Coming to a law firm near you?
Both Krueger and Stroebel believe the designs where companies let their hair down are starting to trickle down into traditionally serious offices, such as those housing banks and law firms. These creative concepts are already evident in branches of Summit Credit Union, for example, so it stands to reason that other environments aren’t far behind. “Sooner or later, we are going to see it in some of the very serious offices, the banks and the attorneys,” Krueger says, “because it not only is more interesting and more fun, it elevates the mood of the employees.”
An invitation to creativity
With a company name like Earthling Interactive, it should come as no surprise that employees are not referred to as colleagues or associates, but earthlings. That might sound quirky to some, but it fits this 18-year-old Madison technology company and so does its office space in a refurbished warehouse on Main Street.
Earthling Interactive is best known for its web and mobile apps, website development, and e-commerce services, and its office design helps 34 earthlings provide solutions to its client base.
The second floor office embodies the elements of a creative space, including open circulation and visual connection, plus transparent, flexible, diverse, and collaborative space. Yet it’s a minimalist approach to the workplace environment, with a deft use of color to reinforce the company’s brand.

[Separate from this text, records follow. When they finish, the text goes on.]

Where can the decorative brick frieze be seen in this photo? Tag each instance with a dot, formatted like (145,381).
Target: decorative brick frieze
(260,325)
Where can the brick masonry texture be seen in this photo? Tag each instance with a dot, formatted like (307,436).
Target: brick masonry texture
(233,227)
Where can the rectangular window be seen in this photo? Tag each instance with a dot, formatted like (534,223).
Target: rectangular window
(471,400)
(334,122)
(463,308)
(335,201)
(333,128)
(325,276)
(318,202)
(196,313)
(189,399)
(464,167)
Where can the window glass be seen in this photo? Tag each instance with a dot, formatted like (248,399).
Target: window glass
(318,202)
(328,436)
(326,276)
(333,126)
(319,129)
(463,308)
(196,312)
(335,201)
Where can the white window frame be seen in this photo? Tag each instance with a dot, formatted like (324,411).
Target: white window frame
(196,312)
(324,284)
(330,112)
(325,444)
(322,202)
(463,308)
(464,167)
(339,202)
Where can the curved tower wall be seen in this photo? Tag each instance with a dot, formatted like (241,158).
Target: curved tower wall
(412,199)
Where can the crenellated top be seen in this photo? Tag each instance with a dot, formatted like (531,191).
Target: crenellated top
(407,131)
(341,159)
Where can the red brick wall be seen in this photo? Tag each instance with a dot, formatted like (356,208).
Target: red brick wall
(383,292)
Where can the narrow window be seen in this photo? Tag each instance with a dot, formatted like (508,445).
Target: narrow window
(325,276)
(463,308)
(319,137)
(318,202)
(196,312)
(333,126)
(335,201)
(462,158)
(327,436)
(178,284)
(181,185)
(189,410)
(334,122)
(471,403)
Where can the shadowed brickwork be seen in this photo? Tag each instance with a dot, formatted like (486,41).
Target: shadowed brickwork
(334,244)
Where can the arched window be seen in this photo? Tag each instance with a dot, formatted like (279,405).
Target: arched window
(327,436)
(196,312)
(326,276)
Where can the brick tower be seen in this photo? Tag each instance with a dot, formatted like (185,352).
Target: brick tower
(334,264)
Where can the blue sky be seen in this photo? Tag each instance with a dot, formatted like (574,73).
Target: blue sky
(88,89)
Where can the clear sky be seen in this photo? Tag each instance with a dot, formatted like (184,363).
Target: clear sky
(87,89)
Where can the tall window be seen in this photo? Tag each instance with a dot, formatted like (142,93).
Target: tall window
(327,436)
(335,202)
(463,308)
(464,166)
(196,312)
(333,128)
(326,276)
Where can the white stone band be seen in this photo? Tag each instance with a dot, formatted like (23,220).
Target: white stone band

John Samuelson, COO of Earthling Interactive, has no doubt the space helps EI staffers develop effective solutions for clients, and he has another word to describe the vibe — inviting. “It starts with the collaborative side,” he explains. “Anytime we’re looking at one of our clients’ software products, the space invites folks to get up out of their seats and talk to other team members. Whether that’s a meeting at somebody’s desk or in a team member’s office space, or grabbing a conference room, the space invites that.”
Nordic connects with design
For Nordic, one of the fastest growing companies in Madison, office renovation work isn’t over yet. Several years ago, the consulting company that helps Epic clients get the most out of electronic medical records software moved to the second and third floors — and soon the fourth floor, thanks to continuing growth — of its Regent Street home.
With nearly 200 employees in Dane County and hundreds of others working remotely around the country, it was important to merge disbursed departments in one location. “We had different departments in different buildings, which made it tough to connect on a day-to-day basis,” notes Office Manager Jessica Johnson.
The necessary collaboration takes place among employees and clients, and the space is designed with lower cubed walls to allow in more natural light. The open layout allows for organic conversations, and different kinds of spaces enable workers to grab adjustable seats or surfaces and connect on a project. There are multiple private offices, including some that are doubled up for smaller collaborations, and employees also like to congregate in a naturally lighted central staircase between the third and fourth floors. When weather permits, they connect on a patio.
“Our office is set up to foster creativity, collaboration, and transparency so that we can offer a united front and work together as a team,” Johnson states. “That’s very important to us.”